Prisoners - La Recensione

Quella di "Prisoners" è una storia vecchia, nel senso che al cinema di bambini scomparsi e genitori sconvolti ne abbiamo visto e sentito parlare in numerose occasioni. Ma nonostante ciò ogni volta che un argomento del genere ci viene messo di fronte non provare dolore o, peggio ancora, rimanere indifferenti è, e sarà sempre, una reazione umanamente impossibile.

Eppure per quanto riguarda la pellicola diretta da Denis Villeneuve è probabile si possa fare un eccezione, se non altro per quel che nasconde sotto il lenzuolo che scopre solamente quando ormai è troppo tardi per poter fare marcia indietro ed evitare qualsiasi tipo di coinvolgimento. Preso solo come thriller infatti "Prisoners" il suo sporco lavoro lo fa persino piuttosto bene, esita e si compiace un tantino nella parte iniziale ma nell'affondo innalza tensione e trasmette onesta carica di sofferenza rispetto alle rivelazioni e ai colpi di scena discretamente architettati nella sceneggiatura firmata da Aaron Guzikowski. Lo sbaglio però bussa alla porta non appena quel lenzuolo viene levato e la questione religiosa - in precedenza presente ma poco evidente - viene posizionata al centro della narrazione scombussolando e rivoluzionando quello che a singhiozzi era stato un prodotto non originale, non eccezionale ma comunque per esecuzione e interpretazioni ben oltre la media (con un intensissimo Hugh Jackman su tutti).

E invece Villeneuve compie la leggerezza di mettere l’incessante battaglia tra bene e male al centro di tutto, gli da dominio assoluto al punto da farla allargare oltre le scelte e le vite dei protagonisti, rendendola infine decisiva per la risoluzione del suo dramma, per il quale non fornisce risposte rassicuranti o definitive facendo in modo che sia la coscienza di chi sta a guardare a stabilire quale delle due fazioni avrà realmente trionfato e sconfitto l'altra. Tale soluzione, oltre a risultare facile, debole e quasi buttata via solo per andare a chiudere un puzzle che altrimenti sarebbe rimasto incompleto, minimizza l'aspetto di un quadro al quale tra le tante cornici adoperabili - forse più per provocazione che per altro - si è deciso di applicare di certo quella meno indicata, considerabile vantaggiosa esclusivamente se lo scopo doveva essere quello di scatenare dibattiti o controversie.

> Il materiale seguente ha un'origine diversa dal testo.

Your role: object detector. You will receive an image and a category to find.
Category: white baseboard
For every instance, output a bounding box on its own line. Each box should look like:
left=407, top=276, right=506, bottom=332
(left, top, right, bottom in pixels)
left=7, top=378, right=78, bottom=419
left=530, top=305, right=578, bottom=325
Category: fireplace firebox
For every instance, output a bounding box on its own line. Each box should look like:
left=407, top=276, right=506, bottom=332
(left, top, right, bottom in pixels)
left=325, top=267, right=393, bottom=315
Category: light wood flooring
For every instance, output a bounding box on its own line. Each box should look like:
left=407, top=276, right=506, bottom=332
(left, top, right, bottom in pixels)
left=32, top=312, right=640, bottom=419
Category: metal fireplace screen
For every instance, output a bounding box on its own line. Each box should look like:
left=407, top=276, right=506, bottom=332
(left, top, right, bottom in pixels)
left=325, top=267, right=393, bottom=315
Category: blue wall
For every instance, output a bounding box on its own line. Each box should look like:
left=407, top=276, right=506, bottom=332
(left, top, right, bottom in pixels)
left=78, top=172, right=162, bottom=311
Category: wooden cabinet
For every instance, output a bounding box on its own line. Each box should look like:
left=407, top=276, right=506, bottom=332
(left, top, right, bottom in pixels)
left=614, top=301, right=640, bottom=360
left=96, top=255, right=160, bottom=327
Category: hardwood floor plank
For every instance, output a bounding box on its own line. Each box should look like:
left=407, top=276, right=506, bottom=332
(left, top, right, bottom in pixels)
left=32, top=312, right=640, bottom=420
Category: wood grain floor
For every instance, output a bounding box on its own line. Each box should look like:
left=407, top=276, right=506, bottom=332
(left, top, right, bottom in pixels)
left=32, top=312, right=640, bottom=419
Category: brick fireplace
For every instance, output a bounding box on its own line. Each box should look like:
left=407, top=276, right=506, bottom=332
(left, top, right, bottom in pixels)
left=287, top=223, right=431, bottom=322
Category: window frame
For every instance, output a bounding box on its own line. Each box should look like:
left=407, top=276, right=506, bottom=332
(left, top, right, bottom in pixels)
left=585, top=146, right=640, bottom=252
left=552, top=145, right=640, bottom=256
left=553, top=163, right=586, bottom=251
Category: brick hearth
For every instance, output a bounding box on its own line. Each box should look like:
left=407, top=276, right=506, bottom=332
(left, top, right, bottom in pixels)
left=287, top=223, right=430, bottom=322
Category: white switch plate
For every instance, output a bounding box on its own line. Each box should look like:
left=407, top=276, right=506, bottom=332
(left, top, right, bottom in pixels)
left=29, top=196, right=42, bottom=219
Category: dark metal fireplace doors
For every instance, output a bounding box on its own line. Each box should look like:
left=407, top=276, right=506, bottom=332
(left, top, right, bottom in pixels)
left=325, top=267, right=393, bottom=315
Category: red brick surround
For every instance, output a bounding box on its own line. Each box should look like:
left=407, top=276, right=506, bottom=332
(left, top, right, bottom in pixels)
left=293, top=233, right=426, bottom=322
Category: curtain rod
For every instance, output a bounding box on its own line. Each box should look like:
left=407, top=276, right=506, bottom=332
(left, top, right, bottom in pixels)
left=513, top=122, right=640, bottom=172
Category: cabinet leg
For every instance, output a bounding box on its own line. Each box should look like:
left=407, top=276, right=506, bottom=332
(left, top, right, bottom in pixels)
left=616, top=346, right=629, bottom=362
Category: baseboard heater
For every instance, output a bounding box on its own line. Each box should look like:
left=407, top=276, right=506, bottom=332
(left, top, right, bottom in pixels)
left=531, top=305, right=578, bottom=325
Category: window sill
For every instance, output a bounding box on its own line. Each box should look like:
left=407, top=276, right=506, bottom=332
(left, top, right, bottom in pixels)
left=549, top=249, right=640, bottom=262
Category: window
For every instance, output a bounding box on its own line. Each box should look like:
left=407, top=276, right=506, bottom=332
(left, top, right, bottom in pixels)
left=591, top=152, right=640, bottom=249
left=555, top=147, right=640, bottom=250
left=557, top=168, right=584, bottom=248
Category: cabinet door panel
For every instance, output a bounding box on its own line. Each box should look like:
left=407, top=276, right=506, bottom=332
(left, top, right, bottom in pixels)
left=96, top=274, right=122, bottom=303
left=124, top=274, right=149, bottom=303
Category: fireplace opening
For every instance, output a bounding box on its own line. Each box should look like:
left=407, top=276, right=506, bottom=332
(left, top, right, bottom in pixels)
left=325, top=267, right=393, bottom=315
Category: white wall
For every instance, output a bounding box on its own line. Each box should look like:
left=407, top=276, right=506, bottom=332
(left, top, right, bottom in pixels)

Si dimena volontariamente tra "Gone Baby Gone" e "Zodiac", a conti fatti "Prisoners", e il secondo riferimento va assai oltre la presenza di Jake Gyllenhaal tra i protagonisti. Tuttavia da quei due titoli per quanto possa aver abbondantemente saccheggiato in narrazione ed idee non porterà mai via la stessa forza e la stessa potenza. I film di Affleck e Fincher erano destinati a diventare qualcosa, quello di Villeneuve, purtroppo per lui, è destinato a diventare quasi niente.